The 60/40 portfolio is a ghost
It haunts every pension fund in the OECD. For three years, the correlation between equities and fixed income has remained stubbornly positive. This is the noise William Marshall wants us to ignore. The Goldman Sachs head of US Rates Strategy issued a warning on June 3. He suggests the signal is finally changing. But the data tells a darker story. Modern portfolios are built on the assumption that bonds act as a ballast. When stocks sink, bonds should float. That mechanism is broken. We are witnessing a fundamental repricing of risk that ignores the traditional playbook.
The Goldman Signal
Marshall’s commentary arrives at a volatile juncture. The market is currently digesting a series of hawkish signals from the Federal Reserve. On June 3, Goldman Sachs Research released a note questioning if bonds can still help balance portfolios. The timing is not accidental. The 10-year Treasury yield is hovering near 4.85 percent. Investors are paralyzed. They are caught between the fear of missing a peak in yields and the terror of a further sell-off. Marshall argues for separating the signal from the noise. To a cynical observer, the signal is clear. The term premium is returning with a vengeance. This is the extra compensation investors demand for holding long-term debt instead of rolling over short-term bills.
The Correlation Breakdown
The math is unforgiving. Historically, the correlation between the S&P 500 and the 10-year Treasury was negative. This provided the legendary diversification benefit. Today, that correlation is positive 0.4. When the tech sector wobbles, the bond market follows it down. This happens because both asset classes are now hyper-sensitive to the same variable: the terminal rate. According to recent Bloomberg market data, the MOVE Index, which measures bond market volatility, has spiked 15 percent in the last 48 hours. High volatility destroys the hedging utility of fixed income. If a bond moves as violently as a stock, it is no longer a hedge. It is just another volatile asset in a different wrapper.

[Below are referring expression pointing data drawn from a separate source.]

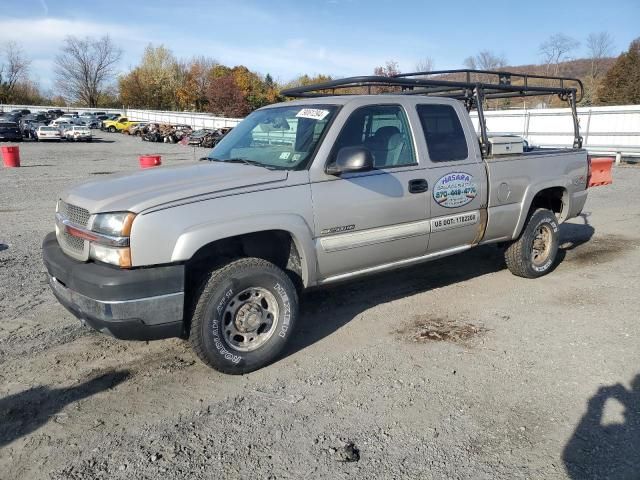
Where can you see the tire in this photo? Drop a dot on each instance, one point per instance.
(534, 253)
(226, 300)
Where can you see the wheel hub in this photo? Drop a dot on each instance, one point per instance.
(541, 246)
(250, 319)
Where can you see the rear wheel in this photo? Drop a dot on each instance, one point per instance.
(244, 315)
(534, 253)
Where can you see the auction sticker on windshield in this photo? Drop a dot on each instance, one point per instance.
(313, 113)
(454, 190)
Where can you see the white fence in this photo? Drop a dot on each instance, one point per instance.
(195, 120)
(606, 130)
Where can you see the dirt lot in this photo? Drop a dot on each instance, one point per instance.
(453, 369)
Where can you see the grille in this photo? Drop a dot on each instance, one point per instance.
(73, 243)
(77, 215)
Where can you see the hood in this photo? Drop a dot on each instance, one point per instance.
(157, 186)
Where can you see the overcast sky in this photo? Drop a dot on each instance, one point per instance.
(338, 37)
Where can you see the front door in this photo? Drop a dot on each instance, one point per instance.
(376, 217)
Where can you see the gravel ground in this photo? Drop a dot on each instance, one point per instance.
(452, 369)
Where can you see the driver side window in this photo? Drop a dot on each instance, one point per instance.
(384, 130)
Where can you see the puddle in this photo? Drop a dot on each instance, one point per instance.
(425, 329)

Treasury Yield Curve Benchmarks June 5
The following table illustrates the current state of the US Treasury market as of today’s opening bell. The inversion remains the dominant feature of the landscape.
| Maturity | Yield (%) | Change (bps) | Status |
|---|---|---|---|
| 2-Year Treasury | 5.12 | +4 | Inverted |
| 5-Year Treasury | 4.92 | +2 | Inverted |
| 10-Year Treasury | 4.85 | -1 | Benchmark |
| 30-Year Treasury | 4.78 | -3 | Flat |
The Technical Mechanism of the Yield Trap
Duration is a double-edged sword. It measures a bond’s sensitivity to interest rate changes. In a falling rate environment, high duration is a gift. In the current environment, it is a liability. The market is currently pricing in a higher-for-longer scenario that refuses to die. This is the “noise” Marshall references. Traders are obsessed with every minor data point from the Labor Department. They ignore the structural shift in global capital flows. Central banks are no longer the price-insensitive buyers they once were. Quantitative Tightening (QT) has removed the primary safety net. Without the Fed as a buyer of last resort, the market must find its own clearing price. This price is significantly lower than current levels, implying yields have more room to run.
US Treasury Yield Volatility June 3 to June 5
Liquidity and the Shadow Market
Liquidity is vanishing. It is the most critical metric that retail investors ignore. When liquidity dries up, bid-ask spreads widen. This makes it expensive to exit positions. Large institutional players are currently trapped in long-duration positions they cannot liquidate without triggering a massive price collapse. This is why the messaging from firms like Goldman Sachs is so nuanced. They must manage the narrative to prevent a disorderly exit. Per Reuters Financial reports, the volume of off-the-run Treasuries being traded has hit a five-year low. This suggests that the “signal” Marshall is looking for might actually be a warning of a systemic liquidity crunch. If the 10-year yield breaches the psychological 5.0 percent barrier, the automated selling programs will trigger. That is the real noise the market should fear.
The Path Ahead
The market is waiting for a catalyst. The upcoming Treasury auction on June 12 will be the ultimate test of demand. If the bid-to-cover ratio falls below 2.3, expect a rapid repricing. Investors should watch the 4.95 percent level on the 10-year Treasury as the primary indicator of the next leg up in yields.